Real people who worked up in Napea had mandatory sub-dermal ID tracking devices inserted.

Wez was not the only one in the real world to have acquired the hardware and the know-how to externally run a Napean-style machine. The only problem was that their “Iris Navigation” (IN) system could only be accessed through a Napean eyeball.

To hack out an eyeball and hack into the network was possible but, once there, time was limited—a dead Napean’s ID was usually good for just a few hours, if you were lucky. At the suspected capture of a Napean, his or her ID would be deactivated.

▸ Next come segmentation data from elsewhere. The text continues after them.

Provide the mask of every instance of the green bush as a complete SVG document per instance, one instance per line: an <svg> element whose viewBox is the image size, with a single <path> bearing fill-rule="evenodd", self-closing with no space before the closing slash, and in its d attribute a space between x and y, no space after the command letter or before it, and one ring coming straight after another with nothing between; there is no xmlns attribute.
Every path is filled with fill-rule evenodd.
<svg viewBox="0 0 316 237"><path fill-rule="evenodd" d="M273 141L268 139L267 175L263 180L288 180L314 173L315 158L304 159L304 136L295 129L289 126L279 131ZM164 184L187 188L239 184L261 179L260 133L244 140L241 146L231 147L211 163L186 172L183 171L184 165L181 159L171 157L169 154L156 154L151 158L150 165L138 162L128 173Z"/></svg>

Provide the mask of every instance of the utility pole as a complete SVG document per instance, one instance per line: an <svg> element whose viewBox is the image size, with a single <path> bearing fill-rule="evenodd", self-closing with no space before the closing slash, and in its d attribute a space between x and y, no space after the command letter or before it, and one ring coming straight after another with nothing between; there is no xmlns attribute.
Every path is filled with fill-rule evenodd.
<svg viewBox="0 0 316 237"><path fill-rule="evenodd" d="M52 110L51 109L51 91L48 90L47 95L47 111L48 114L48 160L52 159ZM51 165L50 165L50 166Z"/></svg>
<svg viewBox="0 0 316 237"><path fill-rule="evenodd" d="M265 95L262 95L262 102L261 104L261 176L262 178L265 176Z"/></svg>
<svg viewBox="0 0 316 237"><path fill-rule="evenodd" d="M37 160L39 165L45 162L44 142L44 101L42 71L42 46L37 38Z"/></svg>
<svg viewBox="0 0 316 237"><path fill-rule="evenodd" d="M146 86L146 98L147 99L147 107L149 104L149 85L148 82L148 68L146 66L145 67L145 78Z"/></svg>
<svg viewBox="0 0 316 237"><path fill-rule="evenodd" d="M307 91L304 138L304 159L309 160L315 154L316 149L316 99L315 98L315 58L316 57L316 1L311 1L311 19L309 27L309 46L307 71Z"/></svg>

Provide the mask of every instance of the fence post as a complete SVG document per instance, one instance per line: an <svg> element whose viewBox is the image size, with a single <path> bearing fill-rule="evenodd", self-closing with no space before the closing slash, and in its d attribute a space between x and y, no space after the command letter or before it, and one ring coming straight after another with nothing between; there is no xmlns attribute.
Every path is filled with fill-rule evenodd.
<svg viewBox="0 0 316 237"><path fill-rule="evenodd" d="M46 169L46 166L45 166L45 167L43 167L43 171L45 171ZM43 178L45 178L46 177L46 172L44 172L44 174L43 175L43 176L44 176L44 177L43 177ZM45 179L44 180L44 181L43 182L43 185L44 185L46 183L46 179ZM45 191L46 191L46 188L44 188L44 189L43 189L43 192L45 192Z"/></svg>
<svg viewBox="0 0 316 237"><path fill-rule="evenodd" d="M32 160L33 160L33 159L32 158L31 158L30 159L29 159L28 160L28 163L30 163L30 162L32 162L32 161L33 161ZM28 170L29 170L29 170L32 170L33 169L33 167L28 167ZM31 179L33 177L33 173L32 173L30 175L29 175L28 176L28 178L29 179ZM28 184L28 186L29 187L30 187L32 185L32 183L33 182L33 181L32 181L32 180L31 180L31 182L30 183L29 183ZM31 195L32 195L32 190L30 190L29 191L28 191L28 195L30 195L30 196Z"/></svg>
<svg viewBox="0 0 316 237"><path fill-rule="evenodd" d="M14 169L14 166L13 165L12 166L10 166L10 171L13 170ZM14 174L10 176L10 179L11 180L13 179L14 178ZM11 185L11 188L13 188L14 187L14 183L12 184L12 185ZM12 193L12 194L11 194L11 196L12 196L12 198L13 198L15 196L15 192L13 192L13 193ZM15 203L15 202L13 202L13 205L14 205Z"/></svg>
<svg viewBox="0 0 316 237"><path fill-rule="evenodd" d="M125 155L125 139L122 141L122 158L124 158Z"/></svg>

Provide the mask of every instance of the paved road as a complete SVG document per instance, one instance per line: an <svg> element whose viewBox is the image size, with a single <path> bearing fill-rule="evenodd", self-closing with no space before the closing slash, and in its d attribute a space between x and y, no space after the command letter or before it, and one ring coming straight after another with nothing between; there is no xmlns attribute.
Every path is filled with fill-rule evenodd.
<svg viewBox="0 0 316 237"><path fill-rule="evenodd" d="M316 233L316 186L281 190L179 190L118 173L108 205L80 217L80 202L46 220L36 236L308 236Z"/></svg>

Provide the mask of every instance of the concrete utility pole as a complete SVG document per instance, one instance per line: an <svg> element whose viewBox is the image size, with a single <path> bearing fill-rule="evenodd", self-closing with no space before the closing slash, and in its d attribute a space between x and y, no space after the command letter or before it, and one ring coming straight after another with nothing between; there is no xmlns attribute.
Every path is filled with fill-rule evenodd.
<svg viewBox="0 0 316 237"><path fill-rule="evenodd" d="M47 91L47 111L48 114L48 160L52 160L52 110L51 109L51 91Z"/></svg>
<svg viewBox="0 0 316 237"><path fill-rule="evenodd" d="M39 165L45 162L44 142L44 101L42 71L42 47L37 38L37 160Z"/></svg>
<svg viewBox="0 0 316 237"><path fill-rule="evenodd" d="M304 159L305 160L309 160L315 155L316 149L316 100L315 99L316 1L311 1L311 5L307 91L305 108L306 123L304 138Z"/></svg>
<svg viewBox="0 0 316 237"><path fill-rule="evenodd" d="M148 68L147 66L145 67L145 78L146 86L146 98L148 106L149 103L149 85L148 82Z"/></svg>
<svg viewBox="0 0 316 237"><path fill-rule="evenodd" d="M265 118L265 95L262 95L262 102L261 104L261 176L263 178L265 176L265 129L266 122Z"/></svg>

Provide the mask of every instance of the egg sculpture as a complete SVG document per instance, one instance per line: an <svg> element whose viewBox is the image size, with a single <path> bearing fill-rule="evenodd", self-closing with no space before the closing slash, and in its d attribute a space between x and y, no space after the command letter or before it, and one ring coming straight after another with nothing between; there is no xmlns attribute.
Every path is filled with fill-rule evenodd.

To make it even more difficult, a pirate user had to be within three hundred meters of a T-dock. The Iris navigation system would pick up the T-dock, and a number of different pathways became available.

Alia had been the first guinea pig to wear a Napean lens and, with the help of Wez and Madi, they had developed the anxiety bug. It wasn’t designed to be lethal, but for many regular users of ETP in Napea, it proved to be the end.

Although the three of them were never caught, when they found out the huge damage they had caused, they didn’t see each other for months. The real world turned into a place consumed with death. But when the child abductions started up again, they began to meet and discuss what might be done.